In what used to be called Iraq, the unmistakable sign that a sovereign state has dissolved into three warring tribal factions is that Baghdad no longer controls its own borders.

Despite posturing by Secretary of State John F. Kerry and dispatching 300 special forces “advisers” on a futile rear-guard mission, new facts now exist in the far-off sands of the Middle East. Put simply: All the king’s horses and all the king’s men can never put the Humpty-Dumpty Kingdom of Iraq back together again. No matter how passionately proclaimed by pundits and presidents, wishful thinking must eventually give way to hard facts on the ground.

The same is true of other sands much closer to home, those along the fabled shores of the Rio Grande. What is happening in South Texas — just over a hundred miles from where these words are written — is that our southwestern border is being overrun. Owing to the studied inattention of the liberal media, you might not have known that the Texas Department of Public Safety (DPS) has long engaged in a no-holds-barred campaign of airmobile and riverine warfare campaign against the Mexican drug cartels.

The cartels are a latter-day credit to Adam Smith, an aggressive, vertically integrated service organization dedicated to supplying “product” to their loyal customers in every American city — like Wal-Mart, only better organized and viscerally intolerant of failure. On the other side is the Texas Department of Public Safety, an equally determined, paramilitary force struggling to hold the line against a wily, wealthier adversary. Several years ago, I listened with rapt fascination as the chief of the Texas Rangers described an engagement in which his troops had fired 3,000 rounds of ammunition against the cartels. Why so many? “Because, dag-nabbit, we didn’t have 5,000 rounds.”

That was all before a simmering, low-intensity conflict turned into a full-fledged invasion. Article 4, Section 4 of the Constitution states that the United States has a specific responsibility to every “State in the Union … [to] protect each of them against Invasion.” With good reason, the Founders probably contemplated the Redcoats coming back to burn Washington and besiege American cities — as they actually did during the War of 1812.

How about now, when the invading armies overrunning the Texas and Arizona borders are not Redcoats but “unaccompanied alien children” arriving every day by the thousands? In the first six months of 2014, more than 21,000 of these children turned themselves in to authorities in the Rio Grande Valley sector alone, four times the total for all of 2011. Instead of apprehending bad guys, battle-hardened Texas DPS officers and overworked Border Patrol agents are now preoccupied with new missions.

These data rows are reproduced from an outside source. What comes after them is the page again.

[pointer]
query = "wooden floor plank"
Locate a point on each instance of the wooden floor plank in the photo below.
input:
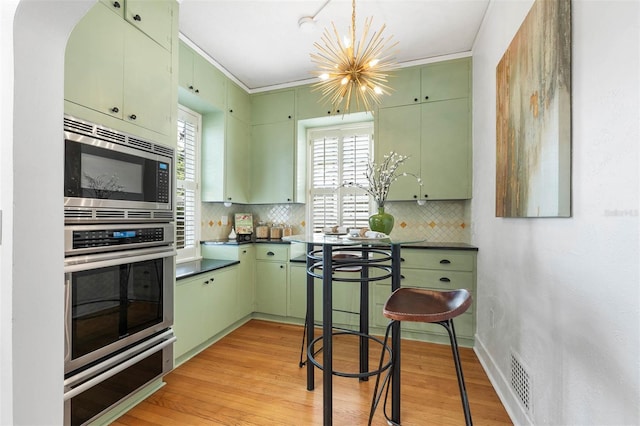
(252, 377)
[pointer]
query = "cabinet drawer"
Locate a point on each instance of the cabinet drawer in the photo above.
(272, 252)
(437, 259)
(437, 280)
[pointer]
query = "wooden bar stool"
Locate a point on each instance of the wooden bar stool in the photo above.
(429, 306)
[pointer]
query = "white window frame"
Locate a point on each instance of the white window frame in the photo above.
(341, 192)
(192, 251)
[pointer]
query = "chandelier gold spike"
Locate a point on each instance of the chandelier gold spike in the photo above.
(351, 71)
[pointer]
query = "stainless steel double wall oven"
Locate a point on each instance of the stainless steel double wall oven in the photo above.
(119, 266)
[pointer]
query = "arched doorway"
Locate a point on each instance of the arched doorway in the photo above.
(33, 217)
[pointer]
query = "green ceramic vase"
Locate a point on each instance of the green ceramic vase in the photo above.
(381, 222)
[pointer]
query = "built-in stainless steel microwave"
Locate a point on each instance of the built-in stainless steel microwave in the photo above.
(111, 176)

They are changing diapers, arranging deliveries of baby formula and shepherding the newly arrived alien children to “refugee resettlement shelters” deep in the American interior — the foreordained destiny for this rising generation of future Democratic voters.

The new arrivals have exploded the once-familiar distinction of “Other Than Mexican,” trekking 1,800 miles through Mexico from El Salvador, Guatemala and Honduras. DPS officials worry that narco-traffickers and Hezbollah terrorists may slip undetected through the now wide-open door. Texas officials place the blame for the influx squarely on the so-called Department of Homeland Security, where “prosecutorial discretion directives” and other Obama administration policy choices have sent an unmistakable signal. Every potential immigrant now understands that, if you can get here, the border fence is down. Once you’re here, we won’t throw you out.

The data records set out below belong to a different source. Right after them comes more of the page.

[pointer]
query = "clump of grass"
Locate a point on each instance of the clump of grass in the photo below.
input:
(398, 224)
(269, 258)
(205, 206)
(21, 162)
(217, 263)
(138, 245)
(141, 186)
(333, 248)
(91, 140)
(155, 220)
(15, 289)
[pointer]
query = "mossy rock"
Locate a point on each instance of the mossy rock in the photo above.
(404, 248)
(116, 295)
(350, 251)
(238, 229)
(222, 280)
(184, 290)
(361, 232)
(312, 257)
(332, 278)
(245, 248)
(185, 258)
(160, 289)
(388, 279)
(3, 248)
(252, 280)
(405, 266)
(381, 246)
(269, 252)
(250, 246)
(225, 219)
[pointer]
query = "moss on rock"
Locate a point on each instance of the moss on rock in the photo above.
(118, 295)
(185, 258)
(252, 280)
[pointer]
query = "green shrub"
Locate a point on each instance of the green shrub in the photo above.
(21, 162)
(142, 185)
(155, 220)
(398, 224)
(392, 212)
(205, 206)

Until quite recently, it was not that way at all. In February, a close family friend from Mexico invited us to his naturalization ceremony, held in San Antonio’s Institute of Texan Cultures. Among exhibits honoring Texas pioneers of every conceivable ethnicity, the standing-room-only crowd stood while an honor roll was read. As the names of more than 30 countries were read, two or three of their emigrants stood proudly. Then the master of ceremonies read the last country: “And finally, Mexico.” The remaining half of the audience stood amid a roar of applause, laughter and cheers of “Viva Mexico.”

After taking the oath of allegiance, the new citizens lined up to receive their certificates, voting cards and pictures taken with the presiding judge. Each had endured a demanding process taking time, money and effort, designed to underline the timeless lesson that neither freedom nor American citizenship is free.

Speaking of those voting cards: The overriding task this fall is to elect a Republican majority that will impeach President Obama and his henchmen for the “high crimes and misdemeanors” that have progressively undermined our borders, and thereby, compromised American security and our identity as a nation of immigrants, which intends to remain fully sovereign.

Ken Allard, a retired Army colonel, is a military analyst and author on national security issues.